O cenário de precarização do Instituto Dr. José Frota (IJF) está no radar da Justiça. O Ministério Público do Estado do Cerará (MPCE) ingressou com uma Ação Civil Pública (ACP), em 7 de novembro, a partir da 137ª Promotoria de Justiça de Fortaleza, após os problemas de abastecimento de remédios e insumos na unidade persistirem desde o início do ano. Caso seja acatado, o processo pode bloquear R$ 20 milhões da Prefeitura de Fortaleza.
Em 11 de novembro, a ACP do Ministério Público teve o primeiro desdobramento: os envolvidos têm 72 horas para apresentar manifestação após serem notificados. A medida judicial, inclusive, pode tornar réus o município de Fortaleza, o IJF, o prefeito José Sarto (PDT), o secretário municipal de Saúde, Galeno Taumaturgo Lopes, e o superintendente do hospital, José Maria Sampaio Menezes Júnior. Todos foram citados nominalmente na decisão da 10ª Vara da Fazenda Pública da Comarca de Fortaleza, órgão responsável pelo caso.
A reportagem do Diário do Nordeste procurou a Prefeitura e o IJF para tratar da situação do hospital, mas ainda não teve resposta.
Em maio deste, o IJF e o MPCE fecharam um acordo que previa uma solução para o caso em até três meses. À época, já eram apontados prejuízos no fluxo de atendimento, aumento do tempo de internação e adiamentos de cirurgias. As carências não foram resolvidas, culminando na ACP.
"Desde o ano passado que a gente vem acompanhando isso aí. Eram faltas pontuais, tinha uma falta aqui, outra falta acolá. E a gente notificava e eles providenciavam, eles tomavam medicamento emprestado de outros hospitais, mas resolviam. E agora, do meio do ano para cá, a coisa se agravou muito. As pessoas ficam internadas mais tempo aguardando por cirurgia, ocupa muito mais tempo no leito, a situação da pessoa se agrava, fora que estressa toda a equipe de saúde”
“O juiz vai analisar e vai acatar ou não o nosso pedido. Mas eu acredito, eu tenho fé que ele vai acatar, porque isso aí é um problema grave para a população. O nosso pedido é de que, caso o IJF não comprove que abasteceu suficientemente, que seja bloqueado o valor de 20 milhões e que seja determinado que o superintendente adquira os medicamentos e insumos que estão em falta.

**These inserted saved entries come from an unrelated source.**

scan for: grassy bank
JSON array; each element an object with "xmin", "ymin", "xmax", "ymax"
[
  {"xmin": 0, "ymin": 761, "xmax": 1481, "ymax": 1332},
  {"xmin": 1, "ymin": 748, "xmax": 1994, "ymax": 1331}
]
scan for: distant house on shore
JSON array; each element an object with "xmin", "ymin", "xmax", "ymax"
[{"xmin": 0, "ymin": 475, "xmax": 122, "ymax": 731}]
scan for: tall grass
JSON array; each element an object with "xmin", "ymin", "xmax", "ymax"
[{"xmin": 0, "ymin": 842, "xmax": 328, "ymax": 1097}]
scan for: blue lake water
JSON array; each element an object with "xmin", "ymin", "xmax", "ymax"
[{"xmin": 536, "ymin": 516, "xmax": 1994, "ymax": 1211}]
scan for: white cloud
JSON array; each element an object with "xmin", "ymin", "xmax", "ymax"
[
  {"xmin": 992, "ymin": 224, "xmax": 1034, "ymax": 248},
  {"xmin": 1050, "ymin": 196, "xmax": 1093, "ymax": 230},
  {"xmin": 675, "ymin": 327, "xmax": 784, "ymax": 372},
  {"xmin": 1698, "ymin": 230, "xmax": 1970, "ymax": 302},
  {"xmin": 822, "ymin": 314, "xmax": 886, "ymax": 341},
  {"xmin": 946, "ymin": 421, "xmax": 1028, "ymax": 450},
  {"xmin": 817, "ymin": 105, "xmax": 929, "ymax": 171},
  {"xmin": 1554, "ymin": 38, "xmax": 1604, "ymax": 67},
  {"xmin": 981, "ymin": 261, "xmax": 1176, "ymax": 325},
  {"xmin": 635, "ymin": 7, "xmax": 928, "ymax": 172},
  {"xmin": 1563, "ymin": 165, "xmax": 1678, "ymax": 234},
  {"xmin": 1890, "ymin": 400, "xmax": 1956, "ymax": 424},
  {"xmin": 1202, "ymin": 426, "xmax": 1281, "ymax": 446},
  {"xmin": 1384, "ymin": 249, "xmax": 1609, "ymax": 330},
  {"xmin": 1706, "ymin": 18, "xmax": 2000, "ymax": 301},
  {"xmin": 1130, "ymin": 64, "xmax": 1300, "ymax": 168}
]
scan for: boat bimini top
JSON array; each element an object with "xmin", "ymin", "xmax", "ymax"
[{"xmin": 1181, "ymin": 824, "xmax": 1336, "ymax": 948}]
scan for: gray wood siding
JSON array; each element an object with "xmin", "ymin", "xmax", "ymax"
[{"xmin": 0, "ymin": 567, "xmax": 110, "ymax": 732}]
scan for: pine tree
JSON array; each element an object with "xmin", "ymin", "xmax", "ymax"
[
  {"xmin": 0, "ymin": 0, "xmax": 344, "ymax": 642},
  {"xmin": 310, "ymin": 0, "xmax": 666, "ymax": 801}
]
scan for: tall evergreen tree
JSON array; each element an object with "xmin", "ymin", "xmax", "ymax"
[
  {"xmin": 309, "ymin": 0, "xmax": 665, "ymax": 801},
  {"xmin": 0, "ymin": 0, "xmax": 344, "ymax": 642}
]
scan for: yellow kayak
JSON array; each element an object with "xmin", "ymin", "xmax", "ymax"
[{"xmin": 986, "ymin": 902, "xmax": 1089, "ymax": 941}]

E, junto a isso, seja aplicada uma multa diária, pessoalmente, ao prefeito, ao superintendente do IJF e ao secretário de Saúde do município”, defende a promotora.
Por conta da transição entre o governo Sarto e Evandro Leitão (PT), prefeito eleito de Fortaleza, a ação requer também que o abastecimento tenha uma autonomia de 60 dias. Nesse sentido, o MP faz uma exigência: a retomada do estoque não deverá ocorrer à custa da retirada de materiais de outros hospitais da rede – um prática comum em outros momentos, segundo Uchoa.
Entre outras cobranças, o MPCE solicita a criação de um comitê para acompanhar todo o processo, incluindo questões ligadas aos recursos necessários, e pede, ainda, que a Prefeitura ou o IJF mantenha um site com informações atualizadas acerca dos processos licitatórios para aquisição dos itens em falta.
Percentual de déficit no estoque de insumos médicos do IJF, de acordo com denúncias recebidas pelo MPCE
“O objetivo é facilitar a fiscalização tanto pela Promotoria, quanto pelos demais órgãos fiscalizadores e pela população em geral, constando dados acerca do prazo para conclusão do processo, previsão de assinatura de contrato e previsão de data para o fornecimento dos produtos”, divulgou o órgão.
'Crise do lençol' no IJF
O Diário do Nordeste também mostrou parte dos problemas que vivem usuários e funcionários do equipamento. No hospital, há a falta de medicamentos, de insumos básicos, suspensão de cirurgias e até a demora na distribuição de comida. É o que apontam relatos de usuários, sindicatos e profissionais que atuam na unidade ouvidos pelo Diário do Nordeste.
A reportagem conversou com alguns acompanhantes e cuidadores que convivem no IJF, durante uma visita ao local, na manhã da última quinta-feira (14). Os depoimentos têm pontos em comum: inexistência de medicações e itens essenciais, como fraldas e lençóis, cancelamento de cirurgias, falta de estrutura para acompanhantes - que precisam dormir no chão, em papelões - e demora na entrega das refeições.
Denúncias sobre o local foram recebidas pelo MPCE, dentre elas, a de que 279 dos 375 medicamentos estariam com estoque zerado no Instituto. Ao mesmo tempo, 263 insumos médicos, como agulhas, sondas, drenos, fios de sutura, entre outros, não estariam disponíveis – do total de 513 itens.